Wenig später wurden dann Tag für Tag zehn bis 15 Pakete über den Zoll nach Kreuzlingen gebracht, es gab erste Mitarbeiter und das Start-Up besorgte sich als Lieferwagen einen alten Citroën. Das war im Oktober 2020. Heute, ungefähr ein Jahr später, versendet Exporto täglich bis zu 6000 Pakete in die Schweiz. Angestellt sind mittlerweile über 50 Mitarbeiter an vier verschiedenen Standorten.
Das Geniale: „Die Onlineshops versenden das Paket so, als würden sie nach Deutschland verkaufen und der Schweizer Endkunde bestellt so, als würde er in der Schweiz bestellen“, sagt Julius Komp sichtlich stolz. Von Exporto selbst bekommt niemand etwas mit, der Endkunde bemerkt nicht, dass er in Wirklichkeit in Deutschland bestellt.
Das Start-Up will hoch hinaus
Nun steht für das junge Unternehmen der nächste Schritt an: Die beiden Gründer wollen hoch hinaus, genauer gesagt nach Großbritannien. Denn auch dort ist der Onlinehandel beziehungsweise die Verzollung durch den Brexit entscheidend erschwert worden. Deshalb haben die Gründer nun nach Aachen expandiert und auch dort eine Gewerbefläche angemietet. Von dort soll der Versand auf die Insel über den Eurotunnel geregelt werden. Das Projekt soll Anfang 2022 Priorität haben.

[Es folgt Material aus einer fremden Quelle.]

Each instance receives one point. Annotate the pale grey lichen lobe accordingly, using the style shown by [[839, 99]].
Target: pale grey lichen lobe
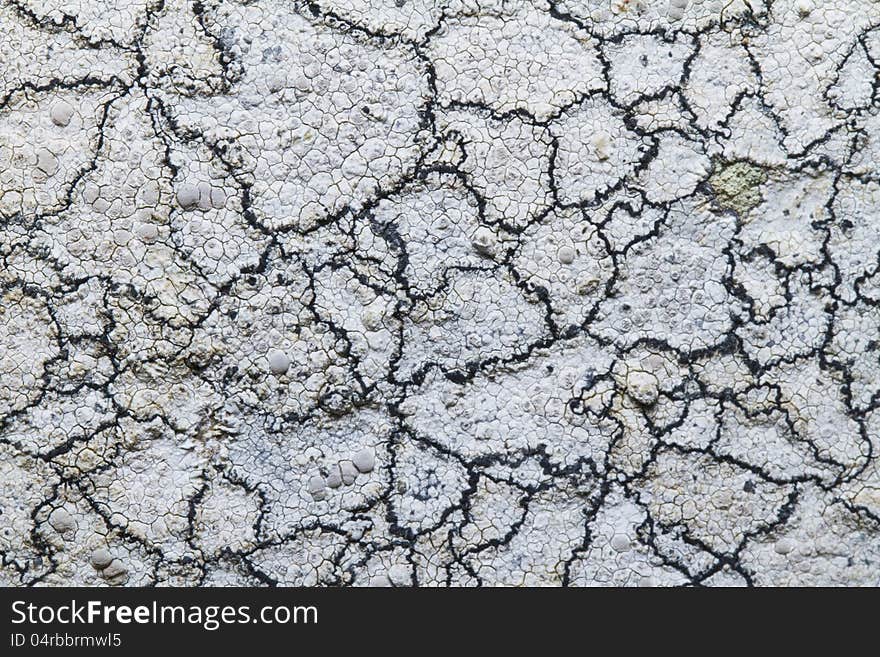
[[440, 292]]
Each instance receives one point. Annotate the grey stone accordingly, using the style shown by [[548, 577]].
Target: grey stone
[[365, 460], [61, 113], [101, 558], [279, 362]]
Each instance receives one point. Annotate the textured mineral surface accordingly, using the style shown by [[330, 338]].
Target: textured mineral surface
[[439, 292]]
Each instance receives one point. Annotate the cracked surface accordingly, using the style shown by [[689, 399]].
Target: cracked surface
[[440, 292]]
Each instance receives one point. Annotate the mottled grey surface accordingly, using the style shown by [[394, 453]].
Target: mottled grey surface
[[439, 292]]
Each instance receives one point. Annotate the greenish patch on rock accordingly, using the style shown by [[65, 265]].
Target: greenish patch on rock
[[738, 186]]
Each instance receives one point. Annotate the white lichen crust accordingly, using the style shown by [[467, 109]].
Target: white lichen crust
[[440, 292]]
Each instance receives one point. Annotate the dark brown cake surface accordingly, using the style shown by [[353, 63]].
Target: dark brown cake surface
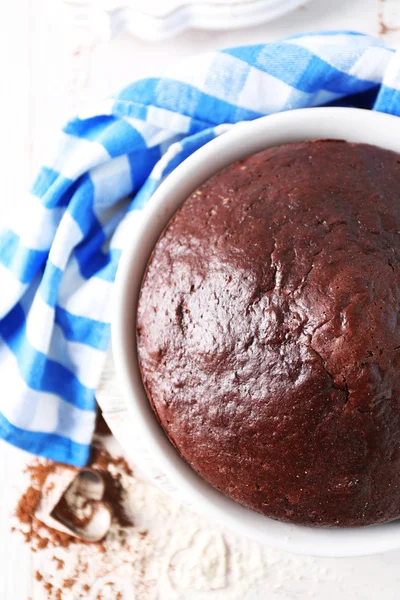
[[268, 333]]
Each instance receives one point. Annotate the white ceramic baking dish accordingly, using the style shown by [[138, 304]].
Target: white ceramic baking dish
[[161, 19], [139, 421]]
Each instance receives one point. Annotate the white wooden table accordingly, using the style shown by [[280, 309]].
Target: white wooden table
[[49, 70]]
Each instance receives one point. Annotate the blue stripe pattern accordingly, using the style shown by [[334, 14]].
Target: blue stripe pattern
[[55, 305]]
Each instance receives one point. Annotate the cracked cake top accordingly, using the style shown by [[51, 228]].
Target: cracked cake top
[[268, 334]]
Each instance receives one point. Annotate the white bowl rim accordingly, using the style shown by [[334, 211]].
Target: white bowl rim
[[243, 139]]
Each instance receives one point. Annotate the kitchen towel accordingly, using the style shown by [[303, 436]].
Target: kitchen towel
[[59, 253]]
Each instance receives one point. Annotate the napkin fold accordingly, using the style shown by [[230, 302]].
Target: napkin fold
[[59, 253]]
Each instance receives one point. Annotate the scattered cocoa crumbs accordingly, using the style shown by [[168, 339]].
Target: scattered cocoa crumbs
[[38, 535], [75, 568], [48, 587]]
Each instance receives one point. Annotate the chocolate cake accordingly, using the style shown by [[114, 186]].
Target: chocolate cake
[[268, 333]]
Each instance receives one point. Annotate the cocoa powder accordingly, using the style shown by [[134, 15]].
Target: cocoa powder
[[40, 536]]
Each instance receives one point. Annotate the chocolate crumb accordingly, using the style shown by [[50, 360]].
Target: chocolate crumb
[[68, 583], [79, 568], [60, 563]]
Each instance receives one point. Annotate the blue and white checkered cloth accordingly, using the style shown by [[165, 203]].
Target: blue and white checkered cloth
[[59, 256]]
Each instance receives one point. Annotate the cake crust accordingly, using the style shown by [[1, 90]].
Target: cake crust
[[268, 333]]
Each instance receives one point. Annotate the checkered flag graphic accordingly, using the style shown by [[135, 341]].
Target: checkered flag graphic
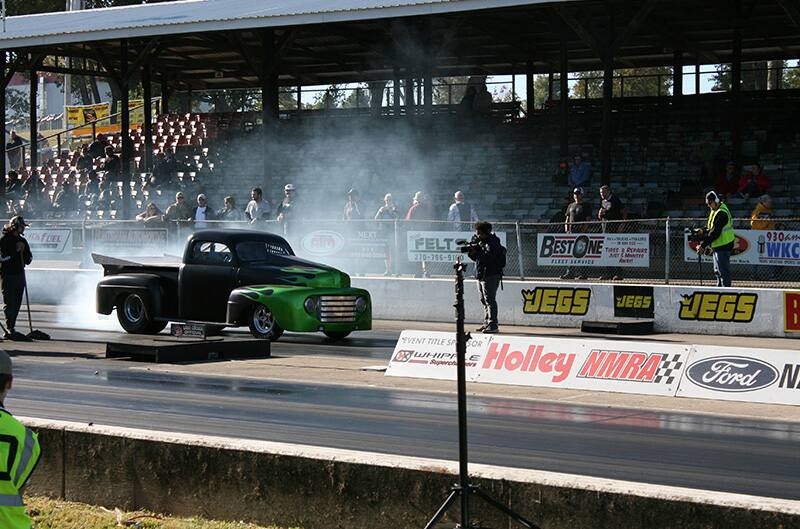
[[667, 370]]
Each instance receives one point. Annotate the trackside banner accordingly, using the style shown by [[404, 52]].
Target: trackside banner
[[593, 249], [440, 246], [597, 365], [758, 247], [746, 375], [49, 240], [428, 354]]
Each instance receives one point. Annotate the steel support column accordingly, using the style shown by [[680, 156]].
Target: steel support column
[[736, 89], [33, 116], [529, 95], [677, 76], [3, 121], [270, 105], [563, 132], [125, 129], [608, 126]]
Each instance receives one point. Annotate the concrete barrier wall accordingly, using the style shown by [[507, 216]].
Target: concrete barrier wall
[[311, 487], [743, 311]]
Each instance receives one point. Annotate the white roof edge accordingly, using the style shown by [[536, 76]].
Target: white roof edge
[[273, 21]]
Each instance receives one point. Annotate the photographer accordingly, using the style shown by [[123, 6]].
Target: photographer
[[490, 259], [717, 238]]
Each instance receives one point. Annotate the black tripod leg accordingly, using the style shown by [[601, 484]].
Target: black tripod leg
[[502, 508], [443, 509]]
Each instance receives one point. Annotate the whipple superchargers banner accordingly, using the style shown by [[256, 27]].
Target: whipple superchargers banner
[[600, 365]]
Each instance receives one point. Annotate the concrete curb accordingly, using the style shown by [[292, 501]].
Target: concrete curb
[[312, 487]]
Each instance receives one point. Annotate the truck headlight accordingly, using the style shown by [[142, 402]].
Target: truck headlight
[[310, 304], [361, 303]]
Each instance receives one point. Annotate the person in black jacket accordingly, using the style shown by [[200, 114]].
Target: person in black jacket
[[15, 254], [489, 257]]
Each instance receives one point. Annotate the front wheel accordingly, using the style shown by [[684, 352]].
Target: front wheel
[[263, 324], [132, 315], [336, 335]]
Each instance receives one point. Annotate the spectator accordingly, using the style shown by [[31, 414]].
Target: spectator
[[202, 213], [151, 216], [755, 182], [580, 172], [287, 209], [229, 212], [461, 213], [257, 208], [178, 211], [67, 199], [727, 183], [577, 212], [762, 217], [352, 208], [419, 210], [112, 165], [14, 185], [611, 209], [85, 162], [105, 198], [387, 214], [97, 149], [15, 155]]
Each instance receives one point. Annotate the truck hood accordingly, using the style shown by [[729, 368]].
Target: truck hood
[[286, 270]]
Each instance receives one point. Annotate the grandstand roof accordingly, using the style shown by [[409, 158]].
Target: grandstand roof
[[189, 16], [208, 44]]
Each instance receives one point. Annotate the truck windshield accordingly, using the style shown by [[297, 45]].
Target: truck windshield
[[261, 251]]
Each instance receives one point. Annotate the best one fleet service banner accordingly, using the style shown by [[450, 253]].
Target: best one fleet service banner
[[757, 247], [593, 249], [650, 368]]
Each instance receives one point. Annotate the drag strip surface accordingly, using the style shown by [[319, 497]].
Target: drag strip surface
[[733, 455]]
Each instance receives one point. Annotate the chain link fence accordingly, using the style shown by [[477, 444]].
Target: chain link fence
[[648, 250]]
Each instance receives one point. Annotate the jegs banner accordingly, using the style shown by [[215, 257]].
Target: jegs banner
[[440, 246], [593, 249], [757, 247]]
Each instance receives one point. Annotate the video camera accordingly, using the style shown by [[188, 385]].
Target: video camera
[[695, 234], [465, 246]]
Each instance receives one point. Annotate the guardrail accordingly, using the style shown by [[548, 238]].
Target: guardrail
[[652, 250]]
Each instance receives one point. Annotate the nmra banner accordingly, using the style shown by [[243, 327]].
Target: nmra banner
[[49, 240], [440, 246], [600, 365], [593, 249], [758, 247]]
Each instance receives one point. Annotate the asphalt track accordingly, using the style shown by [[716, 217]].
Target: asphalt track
[[706, 452]]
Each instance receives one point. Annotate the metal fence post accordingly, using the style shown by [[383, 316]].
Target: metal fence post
[[666, 253], [396, 260], [519, 252]]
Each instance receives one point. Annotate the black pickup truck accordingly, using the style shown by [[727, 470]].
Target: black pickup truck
[[234, 278]]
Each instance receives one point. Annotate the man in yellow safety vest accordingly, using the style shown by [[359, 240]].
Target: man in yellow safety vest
[[718, 238], [19, 454]]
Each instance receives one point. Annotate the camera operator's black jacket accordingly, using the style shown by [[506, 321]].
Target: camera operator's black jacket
[[720, 220], [488, 256]]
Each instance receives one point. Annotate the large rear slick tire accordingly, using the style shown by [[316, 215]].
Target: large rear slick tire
[[263, 324], [133, 314]]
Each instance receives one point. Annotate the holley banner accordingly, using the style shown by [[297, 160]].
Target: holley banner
[[593, 249]]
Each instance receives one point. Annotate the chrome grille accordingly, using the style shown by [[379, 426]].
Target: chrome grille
[[337, 309]]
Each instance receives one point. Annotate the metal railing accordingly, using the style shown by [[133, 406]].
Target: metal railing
[[658, 248]]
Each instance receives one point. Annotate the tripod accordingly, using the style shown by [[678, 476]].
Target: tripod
[[464, 489]]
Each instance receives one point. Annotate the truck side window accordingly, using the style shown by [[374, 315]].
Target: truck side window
[[210, 253]]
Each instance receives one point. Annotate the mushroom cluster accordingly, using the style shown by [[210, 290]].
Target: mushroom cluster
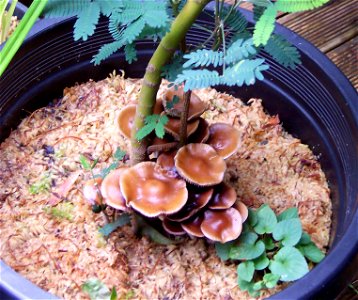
[[184, 187]]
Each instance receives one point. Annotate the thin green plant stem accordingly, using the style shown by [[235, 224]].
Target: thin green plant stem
[[14, 42]]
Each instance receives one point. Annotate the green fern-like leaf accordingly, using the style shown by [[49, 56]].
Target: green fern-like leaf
[[298, 5], [86, 22], [204, 57], [235, 19], [130, 53], [282, 51], [239, 50], [265, 26], [64, 8], [107, 50], [244, 72], [197, 79]]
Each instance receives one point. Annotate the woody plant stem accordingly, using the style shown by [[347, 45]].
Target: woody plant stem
[[152, 77]]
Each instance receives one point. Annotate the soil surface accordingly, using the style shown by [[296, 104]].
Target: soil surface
[[39, 167]]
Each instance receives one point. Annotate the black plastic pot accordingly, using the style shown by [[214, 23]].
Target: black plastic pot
[[315, 102]]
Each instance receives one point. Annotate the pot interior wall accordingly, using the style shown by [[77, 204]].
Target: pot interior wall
[[308, 101]]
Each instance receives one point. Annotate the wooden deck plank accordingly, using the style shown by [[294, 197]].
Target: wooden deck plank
[[327, 27], [346, 58]]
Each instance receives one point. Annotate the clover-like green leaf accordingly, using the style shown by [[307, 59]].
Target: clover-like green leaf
[[270, 280], [312, 252], [223, 250], [246, 270], [288, 231], [289, 263], [266, 220], [261, 262], [290, 213], [247, 251]]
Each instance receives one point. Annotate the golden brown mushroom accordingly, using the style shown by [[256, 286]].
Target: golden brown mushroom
[[192, 227], [91, 191], [243, 210], [196, 107], [173, 127], [125, 120], [224, 138], [224, 197], [111, 191], [200, 164], [222, 225], [202, 133], [173, 227], [197, 199], [151, 192]]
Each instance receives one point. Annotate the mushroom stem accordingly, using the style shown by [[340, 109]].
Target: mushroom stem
[[184, 119], [152, 78]]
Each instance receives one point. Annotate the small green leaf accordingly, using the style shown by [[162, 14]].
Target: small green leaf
[[261, 262], [312, 252], [252, 218], [288, 232], [114, 295], [96, 289], [107, 229], [258, 285], [246, 270], [85, 162], [290, 213], [269, 243], [247, 251], [223, 250], [305, 239], [271, 280], [289, 263], [266, 220]]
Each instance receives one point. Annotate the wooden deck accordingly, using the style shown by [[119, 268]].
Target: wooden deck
[[333, 29]]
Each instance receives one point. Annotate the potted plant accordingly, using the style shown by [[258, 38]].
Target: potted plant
[[151, 90]]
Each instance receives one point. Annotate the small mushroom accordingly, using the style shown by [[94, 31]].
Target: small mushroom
[[111, 191], [224, 197], [173, 127], [200, 164], [202, 133], [242, 208], [173, 227], [197, 199], [151, 192], [125, 120], [224, 138], [192, 227], [222, 225], [196, 106], [159, 145], [91, 191]]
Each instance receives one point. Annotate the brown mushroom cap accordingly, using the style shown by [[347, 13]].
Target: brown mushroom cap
[[243, 210], [196, 107], [111, 191], [125, 120], [192, 227], [197, 199], [222, 226], [224, 138], [224, 197], [200, 164], [91, 191], [173, 227], [202, 133], [151, 192], [173, 127]]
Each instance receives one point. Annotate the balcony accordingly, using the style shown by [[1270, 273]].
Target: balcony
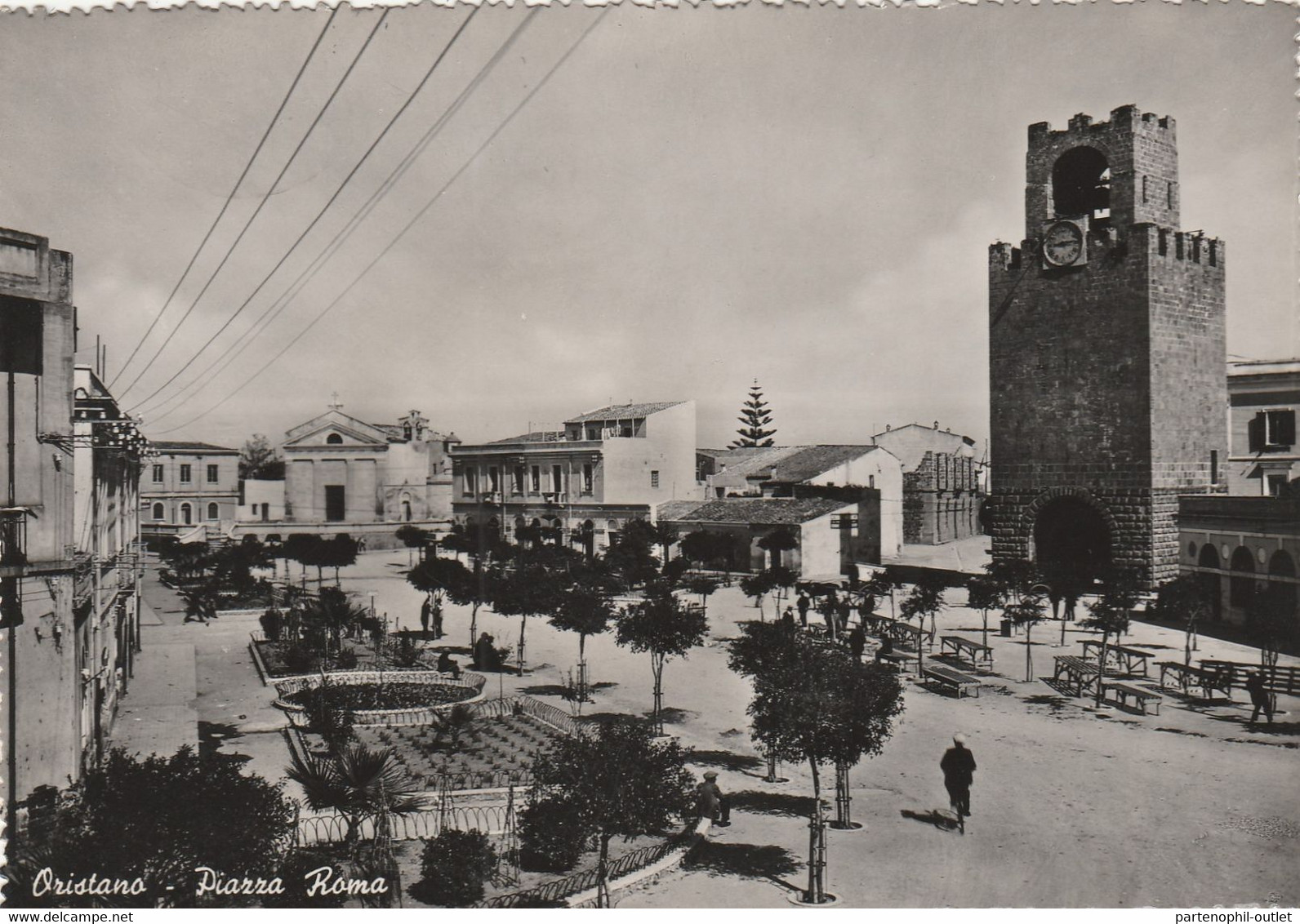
[[13, 535]]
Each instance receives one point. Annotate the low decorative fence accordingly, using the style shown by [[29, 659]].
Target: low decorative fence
[[555, 717], [586, 880], [287, 686]]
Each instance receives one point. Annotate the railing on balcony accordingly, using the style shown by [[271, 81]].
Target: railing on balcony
[[13, 535]]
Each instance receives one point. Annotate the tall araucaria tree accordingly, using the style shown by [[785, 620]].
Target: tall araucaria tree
[[755, 417]]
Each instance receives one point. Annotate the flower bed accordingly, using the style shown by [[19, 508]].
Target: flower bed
[[388, 695], [489, 753]]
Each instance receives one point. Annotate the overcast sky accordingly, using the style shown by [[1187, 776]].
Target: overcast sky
[[696, 199]]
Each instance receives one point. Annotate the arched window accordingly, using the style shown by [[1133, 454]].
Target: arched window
[[1212, 584], [1080, 184], [1284, 566], [1243, 577]]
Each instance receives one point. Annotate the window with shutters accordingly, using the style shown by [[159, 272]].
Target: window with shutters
[[1273, 430]]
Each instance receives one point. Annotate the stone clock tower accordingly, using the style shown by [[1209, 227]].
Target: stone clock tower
[[1106, 353]]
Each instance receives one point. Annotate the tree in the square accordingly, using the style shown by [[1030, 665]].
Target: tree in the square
[[358, 783], [926, 598], [702, 586], [665, 627], [1109, 615], [884, 583], [817, 704], [586, 611], [630, 555], [983, 593], [757, 585], [455, 867], [1271, 618], [412, 537], [1188, 599], [443, 579], [259, 459], [159, 819], [761, 647], [755, 417], [621, 783], [1026, 611]]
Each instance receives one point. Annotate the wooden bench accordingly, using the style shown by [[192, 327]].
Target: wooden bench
[[1277, 678], [1075, 673], [896, 658], [948, 678], [1190, 675], [966, 649], [1128, 660], [1124, 691]]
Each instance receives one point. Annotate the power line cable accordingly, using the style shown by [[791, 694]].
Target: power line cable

Doch damit nicht genug: Das Team um Julius Komp und Pascal von Briel will zukünftig in einen noch größeren Markt außerhalb der Europäischen Union drängen. In die Vereinigten Staaten. Stetiges Wachstum will das Unternehmen erreichen und sich ständig verändern. Doch eins soll laut Julius Komp immer bleiben, egal wie hoch hinaus es noch für das Start-Up geht: Ein Gartenhäuschen als Kommandozentrale im Versandlager.